Pretty innovative, considering edible wafer paper already had been around for hundreds of years before that.
In another disruptive example about 50 years later, a London chef started a “fad” of edible paper, including a dinner menu.
It appears an ingenious chef conceived the idea of making an edible menu card, and, after many experiments, he produced one composed of the sugar tissue paper which is used on the bottom of macaroons, and which is, of course, edible.
Edible wrappers have been so common, so easy to make and use, we might take them for granted and forget they even exist.
Here’s a sentence I found on a site that sells very large boxes of edible wrappers at super low cost, right next to their DIY recipe:
Wafer paper is a single most affordable product in edible printing industry, everyone uses it, from big box bakeries to stay at home moms.
Surely that was supposed to say stay at home parents.
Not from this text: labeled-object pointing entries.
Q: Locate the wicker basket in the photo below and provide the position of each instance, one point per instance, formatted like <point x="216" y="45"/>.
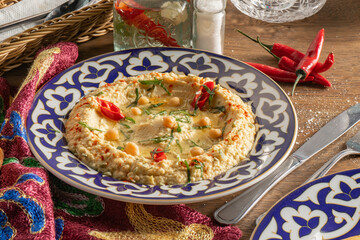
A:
<point x="78" y="26"/>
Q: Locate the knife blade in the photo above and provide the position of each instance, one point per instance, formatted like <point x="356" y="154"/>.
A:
<point x="237" y="208"/>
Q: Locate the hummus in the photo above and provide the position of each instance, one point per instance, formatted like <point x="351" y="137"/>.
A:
<point x="161" y="129"/>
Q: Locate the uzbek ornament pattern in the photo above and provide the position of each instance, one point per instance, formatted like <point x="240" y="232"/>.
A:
<point x="275" y="116"/>
<point x="328" y="208"/>
<point x="34" y="204"/>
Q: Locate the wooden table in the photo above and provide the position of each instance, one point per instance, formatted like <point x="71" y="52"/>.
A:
<point x="315" y="105"/>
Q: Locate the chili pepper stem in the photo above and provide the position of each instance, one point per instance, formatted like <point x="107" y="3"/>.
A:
<point x="300" y="76"/>
<point x="267" y="49"/>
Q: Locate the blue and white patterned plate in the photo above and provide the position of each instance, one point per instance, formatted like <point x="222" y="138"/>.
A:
<point x="275" y="115"/>
<point x="327" y="208"/>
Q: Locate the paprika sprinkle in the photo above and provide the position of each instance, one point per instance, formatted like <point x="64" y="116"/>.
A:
<point x="110" y="110"/>
<point x="158" y="154"/>
<point x="204" y="94"/>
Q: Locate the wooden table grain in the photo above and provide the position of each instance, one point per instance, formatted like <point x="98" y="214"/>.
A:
<point x="315" y="105"/>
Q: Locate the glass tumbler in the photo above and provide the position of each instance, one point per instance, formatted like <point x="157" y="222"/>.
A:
<point x="278" y="11"/>
<point x="149" y="23"/>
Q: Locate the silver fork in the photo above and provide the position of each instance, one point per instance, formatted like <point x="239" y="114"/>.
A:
<point x="352" y="148"/>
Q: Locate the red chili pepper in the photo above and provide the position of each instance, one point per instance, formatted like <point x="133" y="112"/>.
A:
<point x="287" y="64"/>
<point x="202" y="95"/>
<point x="308" y="63"/>
<point x="110" y="110"/>
<point x="158" y="154"/>
<point x="322" y="67"/>
<point x="279" y="75"/>
<point x="137" y="18"/>
<point x="281" y="50"/>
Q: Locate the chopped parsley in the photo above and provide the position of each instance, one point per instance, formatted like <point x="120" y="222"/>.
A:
<point x="219" y="109"/>
<point x="199" y="165"/>
<point x="202" y="127"/>
<point x="187" y="170"/>
<point x="178" y="144"/>
<point x="99" y="93"/>
<point x="210" y="92"/>
<point x="154" y="83"/>
<point x="137" y="96"/>
<point x="125" y="125"/>
<point x="158" y="139"/>
<point x="130" y="119"/>
<point x="90" y="128"/>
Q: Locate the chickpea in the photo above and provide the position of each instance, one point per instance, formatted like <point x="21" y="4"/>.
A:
<point x="169" y="122"/>
<point x="112" y="134"/>
<point x="215" y="133"/>
<point x="136" y="111"/>
<point x="143" y="100"/>
<point x="204" y="121"/>
<point x="132" y="149"/>
<point x="195" y="151"/>
<point x="174" y="101"/>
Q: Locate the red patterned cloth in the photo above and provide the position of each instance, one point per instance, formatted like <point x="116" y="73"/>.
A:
<point x="36" y="205"/>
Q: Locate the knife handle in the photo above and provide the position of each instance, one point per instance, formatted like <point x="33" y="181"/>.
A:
<point x="234" y="210"/>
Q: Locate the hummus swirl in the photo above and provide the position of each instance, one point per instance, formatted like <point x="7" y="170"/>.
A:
<point x="163" y="136"/>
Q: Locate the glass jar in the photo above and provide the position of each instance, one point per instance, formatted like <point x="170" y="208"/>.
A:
<point x="209" y="25"/>
<point x="279" y="11"/>
<point x="144" y="23"/>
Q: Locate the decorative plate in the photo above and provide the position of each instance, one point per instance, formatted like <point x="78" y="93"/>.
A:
<point x="327" y="208"/>
<point x="275" y="116"/>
Or are they trying to imply stay at home dads can’t afford or use edible wrappers?
Anyway here is some “big disruption” news, in stark contrast to all this ancient history of edible wrappers:
‘A disruptive solution to pollution’: introducing edible packaging.
Indeed. Someone has just introduced something very familiar.
We’re told an inexpensive and common thing, centuries old, is about to start disrupting.
Combining her engineering background with her passion for a ‘cradle to cradle’ lifecycle, Lamp has launched a new company, Traceless, to commercialise the idea.
Lamp? She didn’t want to name her new company something like Illuminated? Also “cradle to cradle” sounds like it’s going exactly nowhere. Like saying from point A to point A. Are we there yet?
And I would be more impressed if she was marketing her idea as a way to deliver one-time written passwords (OTWP), or send ephemeral messages, which obviously you eat after reading.
One can only imagine if she had an history background. Would she still have gone commercial? I suspect no historian would be framing something centuries old as her new idea.
Traditional nougat wrapped in traditional traceless edible packaging anyone?